The bears are under pressure to prove that they haven’t been wrong all the time in the market comeback after March Corona virus Crash. Stocks have risen nearly 50% since the March 23 low and recent US trading history Dow Jones industry average suggests that working for the skeptics may not be easier this month.
The Dow just had a huge week Number for surprise jobs on Fridayand topped its 200-day moving average for the first time since February Covid-19 sunk shares. Last week was also the first time since December last year that the Dow made positive gains for three weeks. Similar three-week Dow runs have been run 40 times in the past decade, and history shows that the short-term momentum of stocks continues frequently.

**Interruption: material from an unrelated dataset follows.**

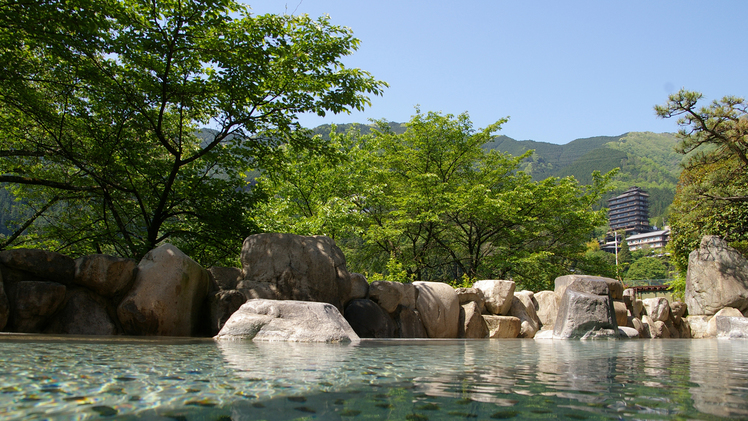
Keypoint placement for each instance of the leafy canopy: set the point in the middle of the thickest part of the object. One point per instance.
(102, 105)
(432, 204)
(712, 193)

In the month after three-week Dow rallies, the US stock index posted an average gain of 0.89%, according to the hens fund information platform Kensho, and was positive in 67% of the cases. The S&P 500 index achieved an average return of 0.81% and was positive 70% of the time.

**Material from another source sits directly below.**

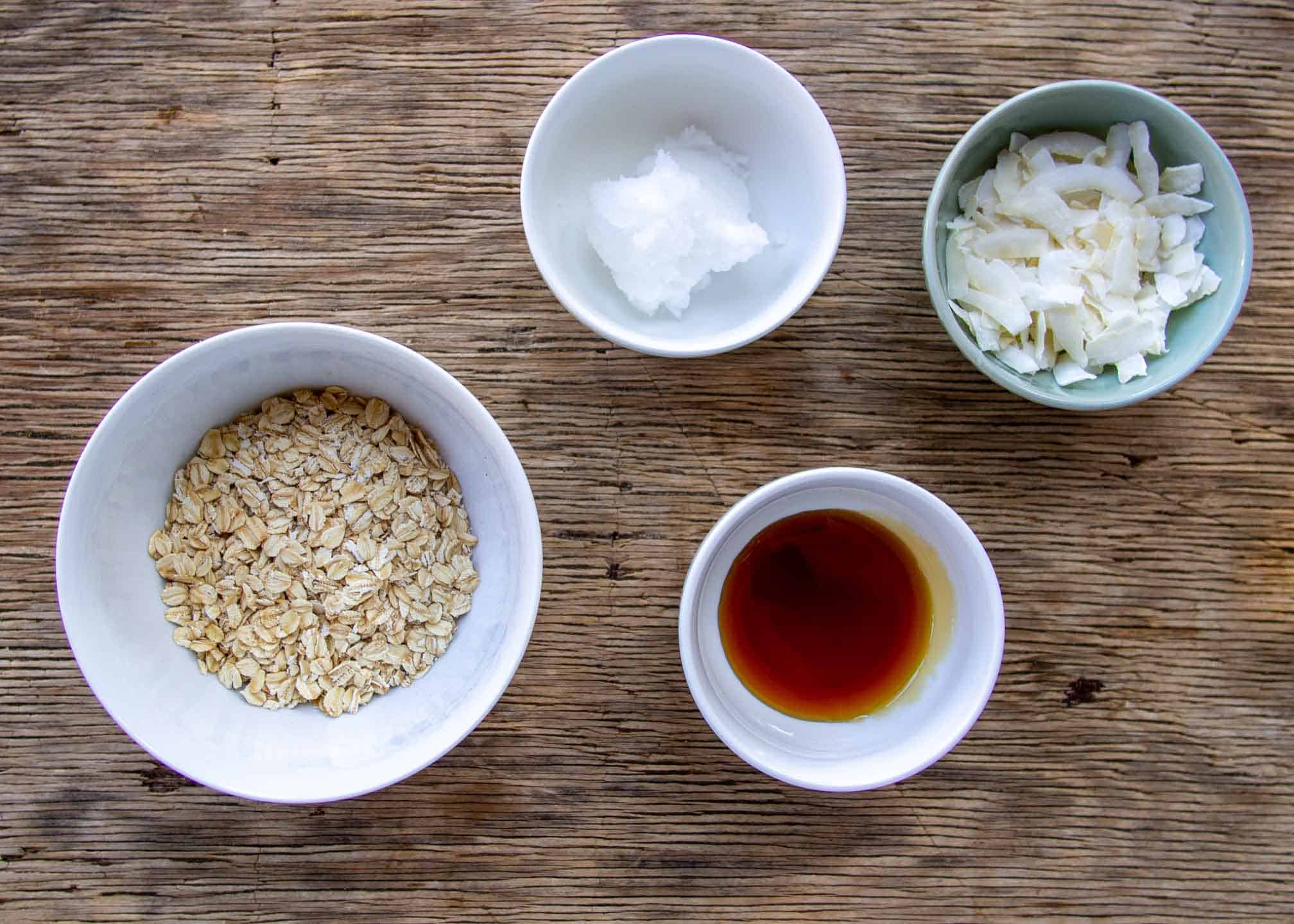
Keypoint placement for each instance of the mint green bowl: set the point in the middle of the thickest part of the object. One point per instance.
(1092, 107)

Over the past decade, three-week Dow rallies are likely to maintain rather than exhaust the momentum in the equity markets.
Kensho
Many investors may be looking beyond summer – and are seeing the latest signs of one economic recovery faster than expected and V-shaped recovery – as a reason to be more positive on the market in the next 12 to 18 months.
For investors worried that stocks may lose steam in the short term, the history of recent yields in June is a cause for concern. Since 2000, both US stock indexes have had a negative average return in the first month of summer that, according to Kensho, has been positive less than half the time in June in the past two decades. The Dow’s average return in June was negative 1.03% (–1.03%), while the S&P 500 declined an average of 0.74% (–0.74%).

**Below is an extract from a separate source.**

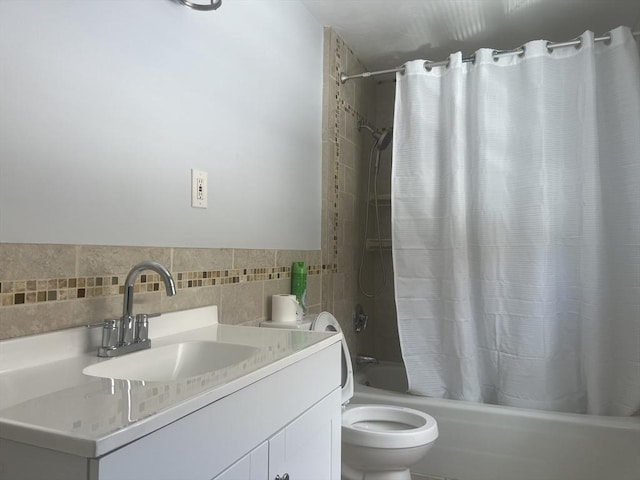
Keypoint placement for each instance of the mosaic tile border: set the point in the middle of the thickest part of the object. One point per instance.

Futures trading on Monday indicated the potential for stocks to keep profits open.
The positive shift in the three-week Dow rally data could help to keep the market positive throughout the summer. After the weakness in June, US stocks tend to show positive but cautious returns in longer summer trading periods, including July and August, according to Kensho.
Since 2000, both Dow and S&P have achieved average returns that are positive in the two and three month summer periods that begin after Memorial Day. Both indices rose by an average of 0.53% from June to July. In the three-month period including August, the Dow achieved a modest average return of 0.23% and S&P an average return of 0.37%.
After three weeks of rallies in the DJIA, the Dow and S & P achieved higher average returns in one, two and three month periods than typical for summer.
Since 2010, after a three-week rally in the Dow, average returns on US stocks have been rising in the following months.